Although the flick was likely designed to be consumed by members of Generation Z dropped off at the theater by their moms, it is also likely that it was penned by those same 15 year olds. The plot was undoubtedly the film’s biggest downfall, as it was ridden with a “classic” horror movie plotline so tired you would think it had a 7:45 morning class.
The movie opens with a childhood flashback of doe-eyed BFFs playing with an Ouija board and planchette, tools used to supposedly contact the dead. Flash forward ten years, and the two girls are now doe-eyed teenagers meddling in the spirit world yet again. In the trailer, Laine, played by Olivia Cooke—otherwise known as the girl with the oxygen tank in Bates Motel—unexpectedly says goodbye to her best friend, Debbie (Shelley Hennig) when she is found dead in her home. Spoiler alert: a crazy spirit summoned by the board is responsible.

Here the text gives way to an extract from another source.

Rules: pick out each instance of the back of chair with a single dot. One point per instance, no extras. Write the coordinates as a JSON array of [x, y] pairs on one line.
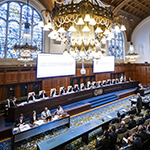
[[40, 92], [52, 91], [29, 94], [68, 88], [81, 85], [147, 122], [126, 119], [132, 130]]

The memorial service for Debbie brings all of the players of the scary movie formula center-stage: Generic Jock Boyfriend (Daren Kagasoff), Brooding Leather Jacket Wearer (Douglas Smith) Overworked Waitress at the Local Diner Just Ready to Escape This Small Town Life (Bianca A. Santos) and Alternative Teenage Rebel Little Sister Who Has Headphones on for, Like the Whole Movie (Ana Coto). This group of friends is set on getting to the bottom of their friend’s suicide, and they will traverse the trope-o-verse to do it. As you waste away in your theater seat, the walking, talking angst masquerading as a group of actors onscreen will: nonsensically turn off all the lights when they are home alone, blame suspiciously-open doors on the wind, attempt to make flossing scary, buy into stereotypes about persons with mental illnesses, rely on a minority grandmother figure to fill major plot holes by offering timely “spiritual guidance” and offer to house sit in the place their friend died two days prior. The most entertaining part of my Ouija experience was the jeering-at-the-screen of my fellow movie-goers for the most annoying characters to “just die already”. In defense of the young cast, they tried their darndest. After all, you can only do so much when a director hands you a script that features lines like, “Nah, I’m going to stay in tonight. I’ve got some leftovers; I’m gonna rock it.”